Acreage Announces Corporate Transactions

Acreage Holdings, Inc.
Acreage Holdings, Inc.

In This Article:

Option to Acquire Acreage Exercised to Facilitate Acquisition by Canopy USA

Acreage Enters into Amended and Restated Credit Agreement with New Lender syndicate

Acquisition of Acreage by Canopy USA Expected to Close in 1H 2025

NEW YORK, June 04, 2024 (GLOBE NEWSWIRE) -- Acreage Holdings, Inc. (“Acreage” or the “Company”) (CSE: ACRG.A.U, ACRG.B.U) (OTCQX: ACRHF, ACRDF), a vertically integrated, multi-state operator of cannabis cultivation and retailing facilities in the U.S., today reported a series of corporate events and actions, including (i) the exercise of the call option (the “Call Option”) to acquire all of the issued and outstanding Class E subordinate voting ?shares of the Company (each, a “Fixed Share”) in accordance with the arrangement agreement between Acreage and Canopy Growth Corporation (“Canopy”) dated April 18, 2019, as amended (the “Fixed Share Arrangement Agreement”), and (ii) the execution of an amended and restated credit agreement (the “Amended and Restated Credit Agreement”) with a new syndicate of lenders, including 11065220 Canada Inc.

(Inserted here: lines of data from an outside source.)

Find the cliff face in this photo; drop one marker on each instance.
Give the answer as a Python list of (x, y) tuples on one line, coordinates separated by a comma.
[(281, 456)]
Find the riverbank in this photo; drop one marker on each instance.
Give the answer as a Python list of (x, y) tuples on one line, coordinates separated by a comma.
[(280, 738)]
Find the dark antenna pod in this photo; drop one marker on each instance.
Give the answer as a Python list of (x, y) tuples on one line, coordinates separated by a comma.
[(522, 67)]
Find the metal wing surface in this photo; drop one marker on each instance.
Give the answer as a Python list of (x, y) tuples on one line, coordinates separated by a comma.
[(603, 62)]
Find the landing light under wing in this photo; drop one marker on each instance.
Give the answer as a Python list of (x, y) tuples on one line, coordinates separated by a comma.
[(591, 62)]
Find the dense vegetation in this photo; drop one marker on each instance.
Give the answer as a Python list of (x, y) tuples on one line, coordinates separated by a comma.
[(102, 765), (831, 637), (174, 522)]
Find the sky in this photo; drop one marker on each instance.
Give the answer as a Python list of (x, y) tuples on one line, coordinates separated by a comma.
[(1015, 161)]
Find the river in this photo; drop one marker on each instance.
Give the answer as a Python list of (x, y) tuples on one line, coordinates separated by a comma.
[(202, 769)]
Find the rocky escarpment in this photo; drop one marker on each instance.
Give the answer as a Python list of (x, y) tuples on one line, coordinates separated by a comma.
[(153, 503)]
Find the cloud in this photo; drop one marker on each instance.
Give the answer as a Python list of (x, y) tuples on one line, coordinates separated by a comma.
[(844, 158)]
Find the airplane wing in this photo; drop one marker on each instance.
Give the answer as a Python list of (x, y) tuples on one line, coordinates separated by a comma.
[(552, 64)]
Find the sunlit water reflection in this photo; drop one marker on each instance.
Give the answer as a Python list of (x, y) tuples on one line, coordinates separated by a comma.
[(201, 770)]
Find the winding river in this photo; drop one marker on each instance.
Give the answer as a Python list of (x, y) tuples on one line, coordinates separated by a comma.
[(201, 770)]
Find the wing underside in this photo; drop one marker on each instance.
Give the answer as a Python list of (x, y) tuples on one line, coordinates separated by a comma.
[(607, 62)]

“This is a transformative moment which reflects the determination of our partners and team to deliver a clear path for growth and look forward to this next step in Acreage’s journey as part of the Canopy USA ecosystem,” said Dennis Curran, Chief Executive Officer. “The debt restructuring and option exercise to commence Canopy USA’s acquisition of the Company, combined with our operational restructuring and our focus on reduced costs, should enable us to reach our potential and we are especially excited about Acreage’s opportunities in Ohio, Pennsylvania, New York, and New Jersey.”

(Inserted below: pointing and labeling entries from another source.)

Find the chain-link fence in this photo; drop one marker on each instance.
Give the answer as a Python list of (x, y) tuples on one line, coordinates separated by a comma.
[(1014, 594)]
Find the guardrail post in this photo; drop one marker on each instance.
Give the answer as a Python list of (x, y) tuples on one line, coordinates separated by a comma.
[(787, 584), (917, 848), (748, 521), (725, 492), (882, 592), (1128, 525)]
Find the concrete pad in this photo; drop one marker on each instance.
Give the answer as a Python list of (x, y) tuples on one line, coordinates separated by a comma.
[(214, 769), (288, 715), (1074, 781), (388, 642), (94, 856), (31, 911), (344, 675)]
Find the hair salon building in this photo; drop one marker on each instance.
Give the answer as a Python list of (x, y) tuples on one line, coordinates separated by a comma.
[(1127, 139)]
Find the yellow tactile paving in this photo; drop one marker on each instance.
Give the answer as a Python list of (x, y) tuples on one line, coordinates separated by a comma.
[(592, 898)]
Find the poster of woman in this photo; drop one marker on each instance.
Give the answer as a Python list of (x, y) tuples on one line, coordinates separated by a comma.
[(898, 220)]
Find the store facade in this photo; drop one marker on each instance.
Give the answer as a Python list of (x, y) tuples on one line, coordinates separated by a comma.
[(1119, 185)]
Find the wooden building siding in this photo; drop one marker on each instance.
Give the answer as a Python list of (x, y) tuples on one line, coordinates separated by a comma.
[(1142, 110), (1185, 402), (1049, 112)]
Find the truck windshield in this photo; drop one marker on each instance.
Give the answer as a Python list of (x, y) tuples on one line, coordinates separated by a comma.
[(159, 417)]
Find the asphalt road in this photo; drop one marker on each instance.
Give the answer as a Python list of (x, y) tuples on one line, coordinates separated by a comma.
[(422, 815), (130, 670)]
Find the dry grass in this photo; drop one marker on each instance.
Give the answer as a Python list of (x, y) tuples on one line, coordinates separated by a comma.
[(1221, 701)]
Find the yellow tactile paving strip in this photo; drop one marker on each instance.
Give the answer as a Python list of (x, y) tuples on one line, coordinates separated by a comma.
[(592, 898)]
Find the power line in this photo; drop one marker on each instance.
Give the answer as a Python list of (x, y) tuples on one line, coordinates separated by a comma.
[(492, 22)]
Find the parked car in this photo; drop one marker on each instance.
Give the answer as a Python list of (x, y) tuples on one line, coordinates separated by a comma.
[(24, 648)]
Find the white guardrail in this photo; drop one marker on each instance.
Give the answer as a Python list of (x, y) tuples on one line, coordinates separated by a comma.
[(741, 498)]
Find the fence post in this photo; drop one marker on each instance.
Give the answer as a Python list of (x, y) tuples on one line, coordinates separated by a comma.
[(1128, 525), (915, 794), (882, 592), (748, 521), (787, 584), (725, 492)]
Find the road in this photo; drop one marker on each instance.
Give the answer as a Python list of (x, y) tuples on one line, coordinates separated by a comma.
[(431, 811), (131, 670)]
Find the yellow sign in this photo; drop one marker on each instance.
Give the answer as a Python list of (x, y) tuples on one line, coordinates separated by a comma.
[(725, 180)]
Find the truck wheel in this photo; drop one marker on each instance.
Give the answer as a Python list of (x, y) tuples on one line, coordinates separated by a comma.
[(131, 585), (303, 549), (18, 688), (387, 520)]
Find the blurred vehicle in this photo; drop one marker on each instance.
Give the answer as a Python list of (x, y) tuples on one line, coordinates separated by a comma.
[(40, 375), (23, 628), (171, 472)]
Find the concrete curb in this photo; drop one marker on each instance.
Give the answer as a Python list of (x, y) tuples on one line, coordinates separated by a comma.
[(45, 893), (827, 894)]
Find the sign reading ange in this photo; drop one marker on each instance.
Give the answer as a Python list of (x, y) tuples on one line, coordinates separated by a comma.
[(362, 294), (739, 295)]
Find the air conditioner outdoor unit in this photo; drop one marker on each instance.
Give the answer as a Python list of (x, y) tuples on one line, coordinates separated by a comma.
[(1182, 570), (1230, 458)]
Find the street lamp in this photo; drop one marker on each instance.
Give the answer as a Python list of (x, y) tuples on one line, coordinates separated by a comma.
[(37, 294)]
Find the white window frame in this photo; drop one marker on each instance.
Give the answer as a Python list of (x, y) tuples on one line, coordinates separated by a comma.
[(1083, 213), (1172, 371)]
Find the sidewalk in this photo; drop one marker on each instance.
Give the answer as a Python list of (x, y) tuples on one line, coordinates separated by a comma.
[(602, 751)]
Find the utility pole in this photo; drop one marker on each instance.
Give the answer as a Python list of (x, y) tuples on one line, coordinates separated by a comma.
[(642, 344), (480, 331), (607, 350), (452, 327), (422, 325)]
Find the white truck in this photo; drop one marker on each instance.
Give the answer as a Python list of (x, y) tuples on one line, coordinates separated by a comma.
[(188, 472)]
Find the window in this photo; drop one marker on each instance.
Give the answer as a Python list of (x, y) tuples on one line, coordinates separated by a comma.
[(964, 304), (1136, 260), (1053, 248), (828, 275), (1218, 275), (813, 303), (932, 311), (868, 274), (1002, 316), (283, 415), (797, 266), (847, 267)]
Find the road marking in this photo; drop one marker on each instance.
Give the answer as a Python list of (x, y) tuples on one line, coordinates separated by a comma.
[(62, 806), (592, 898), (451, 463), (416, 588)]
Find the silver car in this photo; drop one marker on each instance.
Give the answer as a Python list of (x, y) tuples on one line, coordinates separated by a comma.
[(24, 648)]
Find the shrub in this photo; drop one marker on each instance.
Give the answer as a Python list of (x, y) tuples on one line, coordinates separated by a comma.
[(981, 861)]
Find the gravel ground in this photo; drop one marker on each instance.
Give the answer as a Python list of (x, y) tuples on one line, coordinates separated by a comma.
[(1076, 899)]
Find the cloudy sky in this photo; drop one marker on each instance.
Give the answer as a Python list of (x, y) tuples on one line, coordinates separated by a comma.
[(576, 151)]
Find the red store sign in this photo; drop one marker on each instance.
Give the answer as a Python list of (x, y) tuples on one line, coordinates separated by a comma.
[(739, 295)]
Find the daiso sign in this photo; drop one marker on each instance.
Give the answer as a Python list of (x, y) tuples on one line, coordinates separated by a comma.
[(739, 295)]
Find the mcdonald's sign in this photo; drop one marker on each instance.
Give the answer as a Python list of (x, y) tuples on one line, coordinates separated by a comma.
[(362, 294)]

Call Option Exercise and Floating Share Arrangement Update

Notice of the Call Option was delivered to the Company initiating the acquisition of all issued and outstanding Fixed Shares (the “Fixed Share Acquisition”). The Fixed Share Acquisition is anticipated to occur immediately after the acquisition of the Class D subordinate voting shares of Acreage (the “Floating Shares”) pursuant to the plan of arrangement under the Business Corporations Act (British Columbia) (the “Floating Share Arrangement”) in accordance with the arrangement agreement (the “Floating Share Arrangement Agreement”) dated October 24, 2022, as amended, among the Company, Canopy and Canopy USA (the “Floating Share Acquisition” and together with the Fixed Share Acquisition, the “Acquisitions”). Upon the closing of the Acquisitions, Canopy USA will own 100% of the issued and outstanding shares of Acreage.